Thiruvananthapuram: Milk man of India, Calicut Parsis and World War

During World War, he joined the Army and never returned like 87,000 other Indians.

Update: 2016-10-23 01:58 GMT
Children get Raghu Karnad to sign his book Farthest Field. (Photo: DC)

Thiruvananthapuram: Verghese Kurien,  father of  the white revolution and founder of Amul, may have ended up in a grave as an unknown soldier had his mother not secretly shredded the selection letter he received from the British Indian Army during World War II.

Three months before Kurien’s death in 2012, award winning writer Raghu Karnad met him for penning the Farthest Field, an account of Indian soldiers in World War II, with his great uncle Godrej Bobby Mugaseth as protagonist.

Bobby belonged to a Parsi family that lived in Calicut. During World War, he joined the Army and never returned like 87,000 other Indians. Kurien, a native of Kozhikode, was a college mate of Bobby at the College of Engineering, Guindy, Chennai.

Kurien,  who had  then turned 95,  helped  connect the missing dots in Bobby’s life as if he was waiting to pass on this piece of history to Karnad. The author was speaking at an interaction as part of the Kovalam literary festival.

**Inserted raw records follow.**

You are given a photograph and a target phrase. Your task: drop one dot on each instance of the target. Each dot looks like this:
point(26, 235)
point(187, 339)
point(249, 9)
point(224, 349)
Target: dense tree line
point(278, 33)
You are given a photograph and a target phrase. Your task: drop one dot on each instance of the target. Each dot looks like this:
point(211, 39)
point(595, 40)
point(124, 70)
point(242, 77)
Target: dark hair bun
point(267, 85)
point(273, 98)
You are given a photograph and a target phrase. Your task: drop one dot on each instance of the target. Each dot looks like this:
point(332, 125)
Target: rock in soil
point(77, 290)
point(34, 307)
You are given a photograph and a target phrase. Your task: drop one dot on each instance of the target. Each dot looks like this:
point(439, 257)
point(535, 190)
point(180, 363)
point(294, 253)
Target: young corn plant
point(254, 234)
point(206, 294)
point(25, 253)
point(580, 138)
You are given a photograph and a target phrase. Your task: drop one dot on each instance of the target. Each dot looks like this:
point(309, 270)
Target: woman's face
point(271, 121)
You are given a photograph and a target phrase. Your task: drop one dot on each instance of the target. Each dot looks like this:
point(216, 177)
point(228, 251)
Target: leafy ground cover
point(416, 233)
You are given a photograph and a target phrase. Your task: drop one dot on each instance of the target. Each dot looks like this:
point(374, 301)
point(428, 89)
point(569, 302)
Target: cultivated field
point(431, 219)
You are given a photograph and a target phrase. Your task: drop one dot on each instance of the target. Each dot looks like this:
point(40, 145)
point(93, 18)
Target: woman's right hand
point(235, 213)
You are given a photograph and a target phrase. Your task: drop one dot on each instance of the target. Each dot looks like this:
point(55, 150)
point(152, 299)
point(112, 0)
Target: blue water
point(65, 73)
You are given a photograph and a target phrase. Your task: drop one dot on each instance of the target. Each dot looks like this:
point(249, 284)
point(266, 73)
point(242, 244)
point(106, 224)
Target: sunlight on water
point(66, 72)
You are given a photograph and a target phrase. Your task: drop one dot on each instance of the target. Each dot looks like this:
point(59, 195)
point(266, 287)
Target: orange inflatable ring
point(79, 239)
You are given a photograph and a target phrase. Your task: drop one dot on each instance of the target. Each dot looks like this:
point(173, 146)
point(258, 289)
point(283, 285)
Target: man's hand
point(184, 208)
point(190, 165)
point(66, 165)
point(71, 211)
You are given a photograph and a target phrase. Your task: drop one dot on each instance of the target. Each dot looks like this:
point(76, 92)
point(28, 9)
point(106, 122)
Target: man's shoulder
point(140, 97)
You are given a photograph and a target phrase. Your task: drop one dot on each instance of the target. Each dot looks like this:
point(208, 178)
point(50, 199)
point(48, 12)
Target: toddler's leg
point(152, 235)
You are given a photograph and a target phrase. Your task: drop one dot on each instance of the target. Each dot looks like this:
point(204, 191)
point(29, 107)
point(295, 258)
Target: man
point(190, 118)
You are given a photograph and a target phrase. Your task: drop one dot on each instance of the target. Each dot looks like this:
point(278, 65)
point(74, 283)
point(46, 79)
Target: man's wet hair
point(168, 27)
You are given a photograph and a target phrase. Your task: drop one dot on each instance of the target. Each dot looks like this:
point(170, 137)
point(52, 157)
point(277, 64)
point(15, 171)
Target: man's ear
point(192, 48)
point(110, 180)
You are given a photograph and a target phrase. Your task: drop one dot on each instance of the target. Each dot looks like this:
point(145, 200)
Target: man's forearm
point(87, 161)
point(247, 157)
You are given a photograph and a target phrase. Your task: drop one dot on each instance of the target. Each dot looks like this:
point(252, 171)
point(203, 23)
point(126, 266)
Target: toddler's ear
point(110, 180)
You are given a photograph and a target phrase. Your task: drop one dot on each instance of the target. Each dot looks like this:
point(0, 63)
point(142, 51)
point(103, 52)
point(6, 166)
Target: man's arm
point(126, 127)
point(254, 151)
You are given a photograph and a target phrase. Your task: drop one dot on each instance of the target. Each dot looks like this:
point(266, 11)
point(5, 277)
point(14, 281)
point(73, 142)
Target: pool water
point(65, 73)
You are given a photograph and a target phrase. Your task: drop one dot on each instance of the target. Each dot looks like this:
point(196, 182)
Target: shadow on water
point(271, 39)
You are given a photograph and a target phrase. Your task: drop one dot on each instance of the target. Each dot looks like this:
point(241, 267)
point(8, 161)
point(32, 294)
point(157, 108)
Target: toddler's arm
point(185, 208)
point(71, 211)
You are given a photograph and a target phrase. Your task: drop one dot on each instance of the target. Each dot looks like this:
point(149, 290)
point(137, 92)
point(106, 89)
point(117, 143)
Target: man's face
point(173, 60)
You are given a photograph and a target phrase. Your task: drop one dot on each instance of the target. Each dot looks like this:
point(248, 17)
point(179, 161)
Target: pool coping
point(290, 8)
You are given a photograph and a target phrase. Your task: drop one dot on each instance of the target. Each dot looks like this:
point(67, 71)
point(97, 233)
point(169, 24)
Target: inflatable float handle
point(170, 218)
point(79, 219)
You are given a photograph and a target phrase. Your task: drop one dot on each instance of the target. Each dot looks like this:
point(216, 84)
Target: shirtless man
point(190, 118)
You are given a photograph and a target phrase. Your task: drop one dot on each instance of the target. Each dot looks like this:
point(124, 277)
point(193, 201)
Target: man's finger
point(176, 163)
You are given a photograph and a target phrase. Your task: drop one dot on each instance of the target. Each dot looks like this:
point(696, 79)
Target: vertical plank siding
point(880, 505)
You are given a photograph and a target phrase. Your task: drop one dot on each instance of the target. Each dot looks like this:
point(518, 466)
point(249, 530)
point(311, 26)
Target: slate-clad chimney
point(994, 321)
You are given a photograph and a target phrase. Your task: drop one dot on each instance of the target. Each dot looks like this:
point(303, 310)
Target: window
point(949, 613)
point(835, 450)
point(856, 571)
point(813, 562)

While the book fetched him laurels, Karnad is more than happy that his war story speaks about 50 members of the Parsi group in Kozhikode, which  has now  shrunk to five.

“I was always asked why I didn’t write from the perspective of the soldiers from martial clans like Sikhs. Why Malayalam speaking Parsis? Well, I can write any part of modern Indian armed history with Sikhs or Jats as protagonists.  World War was different,” he said.

“This was the first time when men from all of India started joining an army, not just the people from North India. Men from Kerala and Tamil Nadu started volunteering to join the army making it the biggest volunteer army in history,” added  Karnad who has extensively interviewed people and studied the unit diaries of the army at the time of war.

Karnad's great uncle Bobby’s grandfather Dhanjiboy had arrived in Malabar in 1850. He had built Malabar’s first steam-powered sawmill that helped turn it into one of the busiest timber yards under the British empire.